2.2 Transfer Entropy-based Network Construction:
Transfer entropy (TE) quantifies the directed information flow between two time series. It's used to infer causal relationships.
Calculate Transfer Entropy: For each pair of sectors (X and Y), calculate the transfer entropy TE(X→Y) and TE(Y→X). The formula for transfer entropy is:
TE(X→Y) = Σ P(yₜ₊₁ , yₜ⁽ᵏ⁾, xₜ) log₂ [P(yₜ₊₁ | yₜ⁽ᵏ⁾, xₜ) / P(yₜ₊₁ | yₜ⁽ᵏ⁾)]
where:
Adjacency Matrix: Create the adjacency matrix of the network. The (i, j)-th entry represents the directed edge from sector i to sector j. You can use different approaches:
Thresholding: If TE(X→Y) exceeds a certain threshold, set the corresponding entry in the adjacency matrix to 1 (representing a directed link from X to Y). Otherwise, set it to 0.
Weighted Network: Use the TE values directly as the weights of the directed edges in the network. A higher TE value indicates a stronger causal influence.
Code Example (Conceptual - Transfer Entropy):
import numpy as np
def transfer_entropy(x, y, k=1):
"""Calculates transfer entropy from x to y."""

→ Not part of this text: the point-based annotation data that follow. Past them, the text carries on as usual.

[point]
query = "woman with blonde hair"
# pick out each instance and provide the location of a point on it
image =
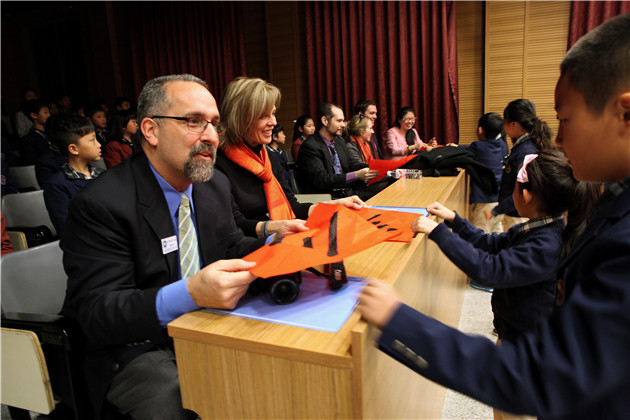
(263, 200)
(357, 135)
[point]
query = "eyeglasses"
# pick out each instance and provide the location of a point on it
(194, 124)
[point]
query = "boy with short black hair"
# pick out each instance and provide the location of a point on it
(98, 117)
(577, 366)
(75, 137)
(277, 139)
(35, 143)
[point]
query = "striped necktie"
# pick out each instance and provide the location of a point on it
(188, 248)
(335, 158)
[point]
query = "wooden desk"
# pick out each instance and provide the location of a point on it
(231, 367)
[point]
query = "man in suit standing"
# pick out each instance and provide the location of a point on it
(145, 244)
(323, 161)
(367, 108)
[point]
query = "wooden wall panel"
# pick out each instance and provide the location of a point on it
(470, 55)
(283, 53)
(254, 31)
(547, 32)
(525, 42)
(504, 53)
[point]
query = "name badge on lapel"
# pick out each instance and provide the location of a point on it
(169, 244)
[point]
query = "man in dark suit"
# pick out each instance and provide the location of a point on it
(368, 108)
(577, 366)
(324, 163)
(134, 244)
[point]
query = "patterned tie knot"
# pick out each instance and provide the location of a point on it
(335, 158)
(188, 247)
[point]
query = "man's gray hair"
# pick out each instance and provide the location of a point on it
(153, 99)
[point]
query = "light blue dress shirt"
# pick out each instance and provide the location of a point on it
(174, 299)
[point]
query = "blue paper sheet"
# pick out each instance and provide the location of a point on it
(417, 210)
(317, 307)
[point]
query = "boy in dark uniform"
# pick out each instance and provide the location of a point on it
(577, 367)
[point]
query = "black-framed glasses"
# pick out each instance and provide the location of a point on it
(194, 124)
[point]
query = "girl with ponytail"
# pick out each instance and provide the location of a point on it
(520, 263)
(529, 135)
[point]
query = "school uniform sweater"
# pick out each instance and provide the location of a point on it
(523, 146)
(518, 264)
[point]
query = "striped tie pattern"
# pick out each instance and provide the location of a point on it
(188, 248)
(335, 158)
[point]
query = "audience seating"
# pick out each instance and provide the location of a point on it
(25, 381)
(24, 178)
(26, 210)
(33, 290)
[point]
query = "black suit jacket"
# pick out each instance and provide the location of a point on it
(317, 173)
(113, 258)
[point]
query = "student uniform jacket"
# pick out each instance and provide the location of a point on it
(519, 266)
(490, 152)
(577, 368)
(113, 256)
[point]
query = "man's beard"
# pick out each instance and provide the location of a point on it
(197, 169)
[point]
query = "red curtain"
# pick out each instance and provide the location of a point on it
(395, 53)
(201, 38)
(586, 15)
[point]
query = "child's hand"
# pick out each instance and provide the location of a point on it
(423, 225)
(378, 303)
(441, 211)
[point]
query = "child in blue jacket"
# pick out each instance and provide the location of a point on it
(577, 366)
(518, 264)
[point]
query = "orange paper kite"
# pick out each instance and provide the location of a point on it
(335, 232)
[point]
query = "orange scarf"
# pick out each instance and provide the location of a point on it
(364, 148)
(277, 203)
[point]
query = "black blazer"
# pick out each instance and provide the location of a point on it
(113, 258)
(317, 173)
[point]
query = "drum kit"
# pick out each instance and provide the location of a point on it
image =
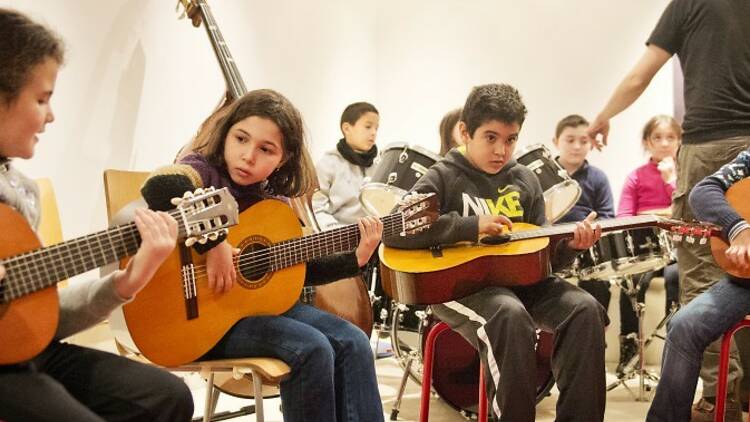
(618, 255)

# Implement the transfer entropy calculation here. This is a simplified example
# and requires a proper probability estimation method (e.g., kernel density estimation).
# This is just to illustrate the general idea.
# ... (complex probability estimation and summation) ...
return te
# Example usage (assuming you have time series data for sectors)
sector_data = { 'SectorA': np.random.rand(100), 'SectorB': np.random.rand(100), 'SectorC': np.random.rand(100)}
adjacency_matrix = np.zeros((3, 3))
for i, sector1 in enumerate(['SectorA', 'SectorB', 'SectorC']):
for j, sector2 in enumerate(['SectorA', 'SectorB', 'SectorC']):
if i != j:
te = transfer_entropy(sector_data[sector1], sector_data[sector2])
adjacency_matrix[i, j] = te
print(adjacency_matrix)
This is a simplified example. Calculating transfer entropy accurately requires sophisticated probability estimation techniques and careful consideration of parameters like k
(the history length). Libraries like JIDT
can be helpful for computing transfer entropy. Also, the DFSRI-based network construction would involve calculating correlations and applying a threshold. Remember to adapt the code and methodology to your specific data and research question.